Thursday, 31 December 2009

A Tale Told by Moonlight by Leonard Woolf

A delightful little volume from the Hesperus Press, this book contains three of Leonard Woolf's short stories, all set in colonial Ceylon, and two extracts from his autobiography which describe his voyage out to Columbo and his experiences at the Pearl Fishery in Ceylon, experiences which find their way into "Pearls and Swine", the second story here.  First published by the Hogarth Press in 1921, the stories are a frank appraisal of colonial life, its limitations and its opportunities.  The title story deals with a young colonial administrator in thrall to a Sinhalese prostitute; the second, which has strong echoes of Heart of Darkness, describes what happens when the narrator is sent to manage the Pearl Fishery with a young, ambitious civil servant, Robson, and an old alcoholic, White; it exposes the costs of imperialism, both to the coloniser and the colonised.  The final story, "The Two Brahmans", explores the effects of stepping outside the behaviour prescribed for one's caste, an ironic parable applicable to any class system. 
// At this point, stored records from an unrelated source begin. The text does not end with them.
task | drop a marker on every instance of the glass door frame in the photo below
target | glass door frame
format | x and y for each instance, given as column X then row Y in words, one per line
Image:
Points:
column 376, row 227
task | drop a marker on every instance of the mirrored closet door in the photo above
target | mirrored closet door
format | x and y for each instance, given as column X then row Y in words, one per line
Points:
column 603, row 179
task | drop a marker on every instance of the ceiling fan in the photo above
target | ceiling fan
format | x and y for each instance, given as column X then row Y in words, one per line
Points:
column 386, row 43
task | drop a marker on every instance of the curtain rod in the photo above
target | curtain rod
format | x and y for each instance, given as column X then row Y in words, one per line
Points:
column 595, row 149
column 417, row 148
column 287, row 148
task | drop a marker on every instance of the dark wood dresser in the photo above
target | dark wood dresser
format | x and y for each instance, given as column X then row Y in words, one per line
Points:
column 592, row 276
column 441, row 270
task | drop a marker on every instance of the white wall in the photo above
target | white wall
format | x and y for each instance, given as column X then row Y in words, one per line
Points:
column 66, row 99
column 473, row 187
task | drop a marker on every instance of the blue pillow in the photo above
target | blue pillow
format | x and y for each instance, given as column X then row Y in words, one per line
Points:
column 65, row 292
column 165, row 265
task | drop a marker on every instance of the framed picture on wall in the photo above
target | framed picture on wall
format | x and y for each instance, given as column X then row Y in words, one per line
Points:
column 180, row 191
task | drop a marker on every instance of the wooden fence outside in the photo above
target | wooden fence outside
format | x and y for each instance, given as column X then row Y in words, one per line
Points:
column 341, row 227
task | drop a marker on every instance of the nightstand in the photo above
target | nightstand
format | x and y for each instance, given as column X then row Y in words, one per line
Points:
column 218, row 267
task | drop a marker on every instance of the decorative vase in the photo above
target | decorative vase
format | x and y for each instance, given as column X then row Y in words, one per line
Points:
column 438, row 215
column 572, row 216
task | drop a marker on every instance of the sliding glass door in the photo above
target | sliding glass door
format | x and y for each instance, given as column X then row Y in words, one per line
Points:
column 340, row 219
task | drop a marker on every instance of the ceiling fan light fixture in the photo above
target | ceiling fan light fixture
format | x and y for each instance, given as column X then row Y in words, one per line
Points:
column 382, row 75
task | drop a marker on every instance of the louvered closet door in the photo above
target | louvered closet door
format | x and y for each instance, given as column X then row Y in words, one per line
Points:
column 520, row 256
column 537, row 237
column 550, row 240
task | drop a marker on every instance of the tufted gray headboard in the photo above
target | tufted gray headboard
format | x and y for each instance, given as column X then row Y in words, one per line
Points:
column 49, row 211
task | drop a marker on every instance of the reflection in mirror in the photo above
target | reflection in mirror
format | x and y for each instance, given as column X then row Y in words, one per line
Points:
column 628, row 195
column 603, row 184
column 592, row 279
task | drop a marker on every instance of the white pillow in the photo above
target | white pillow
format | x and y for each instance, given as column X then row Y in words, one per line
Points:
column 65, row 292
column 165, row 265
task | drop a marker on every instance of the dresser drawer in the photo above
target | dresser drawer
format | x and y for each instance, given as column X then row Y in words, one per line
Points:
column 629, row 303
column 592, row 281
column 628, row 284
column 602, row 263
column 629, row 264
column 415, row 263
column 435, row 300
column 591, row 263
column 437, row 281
The first two stories use a framing device for the narrative: a first-person narrator opens each story, but the actual tale will be told by another character, in both cases something of an outsider.  These outsiders narrate their tales of the unfamiliar in a very English setting: in the English countryside at night with nightingales singing, for "A Tale Told by Moonlight", and in a Torquay hotel for "Pearls and Swine".  Victoria Glendinning's Foreword notes the affinity with framing techniques used by Conrad, a writer Woolf admired; the admiration seems to have been mutual, since "Pearls and Swine" may well have informed a later Conrad work, Allmeyer's Folly.  As with The Wise Virgins, the prose throughout this little book is crystalline, precise and elegant, equally at home with beauty, violence and degradation, and densely packed with meaning. 

This is a beautifully produced book, but, annoyingly, there seems to be a particularly egregious typographical error on page 3; "recruiting" is used instead of "recuperating" twice in the same paragraph.  At ten pence a page, correct typesetting doesn't seem too much to ask for.  Perhaps it was a Hogarth Press original error, and Virginia was having an off day?